Menurut dia, prestasi yang diraih bukanlah didapat dengan hal yang mudah, namun diperlukan komitmen serta konsisten dalam menjalankan tugas.
“Prestasi yang diraih oleh Kejari Kampar itu patut kita puji. Itu bukan gampang. Itu berkat kerja keras Kajari beserta jajarannya untuk meningkatkan kinerja sebaik mungkin,” paparnya.
Dengan prestasi itu, kata Bambang, dirinya juga berharap agar jajaran Kejari Kampar jangan berpuas diri dengan segala yang sudah didapat.
Ia berharap Kejari Kampar dapat memberikan kinerja yang jauh lebih baik lagi.
“Penilaian yang diberikan oleh pimpinan itu bedasarkan hasil evaluasi dan penilaian. Itu tidak gampang. Kedepannya harapan kita Kajari Kampar beserta jajarannya jangan berpus diri dengan prestasi yang didapat, kinerja harus ditingkatkan lagi,” jelas Bambang Heripurwanto.
Diketahui, sekitar beberapa hari yang lalu bidang Pidana Umum Kejaksaan Negeri Kampar berhasil meraih peringkat ketiga dalam penanganan Perkara antara 501 sampai 1000 (SPDP) Perkara per tahun selama 2022.
Penilaian itu berdasarkan hasil penilaian seluruh Kejaksaan di Indonesia oleh Kejaksaan Agung.

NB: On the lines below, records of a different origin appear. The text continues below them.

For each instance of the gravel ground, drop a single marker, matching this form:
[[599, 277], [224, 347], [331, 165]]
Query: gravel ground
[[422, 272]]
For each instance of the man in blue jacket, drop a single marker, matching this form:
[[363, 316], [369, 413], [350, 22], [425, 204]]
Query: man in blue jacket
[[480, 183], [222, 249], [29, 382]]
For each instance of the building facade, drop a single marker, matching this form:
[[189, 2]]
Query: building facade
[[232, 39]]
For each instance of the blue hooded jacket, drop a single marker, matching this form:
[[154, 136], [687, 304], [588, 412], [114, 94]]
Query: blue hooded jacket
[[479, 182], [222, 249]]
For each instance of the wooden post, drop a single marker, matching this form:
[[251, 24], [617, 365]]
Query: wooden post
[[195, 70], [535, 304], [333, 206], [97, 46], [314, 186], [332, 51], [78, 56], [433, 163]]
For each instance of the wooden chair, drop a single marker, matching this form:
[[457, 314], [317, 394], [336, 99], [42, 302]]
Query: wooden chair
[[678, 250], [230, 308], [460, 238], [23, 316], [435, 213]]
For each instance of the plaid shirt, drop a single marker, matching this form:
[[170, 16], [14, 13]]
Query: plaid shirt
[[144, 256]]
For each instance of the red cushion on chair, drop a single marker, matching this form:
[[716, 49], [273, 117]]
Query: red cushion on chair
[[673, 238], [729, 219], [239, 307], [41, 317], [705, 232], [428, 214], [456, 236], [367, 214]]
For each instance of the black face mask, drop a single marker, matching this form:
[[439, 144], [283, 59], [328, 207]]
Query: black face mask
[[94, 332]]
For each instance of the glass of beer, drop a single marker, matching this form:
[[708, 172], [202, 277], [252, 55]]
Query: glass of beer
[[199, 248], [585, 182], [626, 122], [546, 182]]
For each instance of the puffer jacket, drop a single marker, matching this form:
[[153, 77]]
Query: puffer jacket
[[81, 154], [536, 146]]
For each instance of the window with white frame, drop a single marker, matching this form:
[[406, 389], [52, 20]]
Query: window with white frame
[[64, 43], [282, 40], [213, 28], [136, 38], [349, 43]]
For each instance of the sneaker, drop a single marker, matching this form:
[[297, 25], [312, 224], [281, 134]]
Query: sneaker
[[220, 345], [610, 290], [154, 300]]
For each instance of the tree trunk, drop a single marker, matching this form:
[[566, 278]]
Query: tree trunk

“Alhamdulillah dibidang Pidum kita meraih peringkat ketiga se indonesia dalam penanganan Perkara Case Management System (CMS) setelah Kejari Banyuwangi Jatim peringkat pertama dan Kejari Sleman Daerah Istimewa Yogyakarta diperingkat kedua,” ujar Arif, Rabu sore (18/1/2023).
Selain itu, Kejari Kampar juga menyabet peringkat kedua se Indonesia.
Prestasi itu yakni untuk tandatangan elektronik (E- Sain) Barcode yang disahkan BSSN.
“Untuk tandatangan Elektronik kita meraih peringkat kedua se indonesia dan kedepannya kita tidak mengunakan tandatangan basah lagi melainkan tandatangan elektronik,” ucap Arif.
Untuk penanganan korupsi, prestasi ini cukup menjadi pusat perhatian. Pasalnya Kejari Kampar berhasil menduduki peringkat pertama untuk se Riau.
Perolehan prestasi itu berdasarkan hasil evalusi yang dilakukan Kejati Riau.
“Ini adalah upaya yang kita lakukan secara maksimal sehingga kita mendapat apresiasi dari Pimpinan Kejati Riau dengan meraih peringkat pertama. ini tidak akan membuat kita lengah dan tetap semangat dalam memberantas korupsi,” kata Kajari Kampar, Arif Budiman.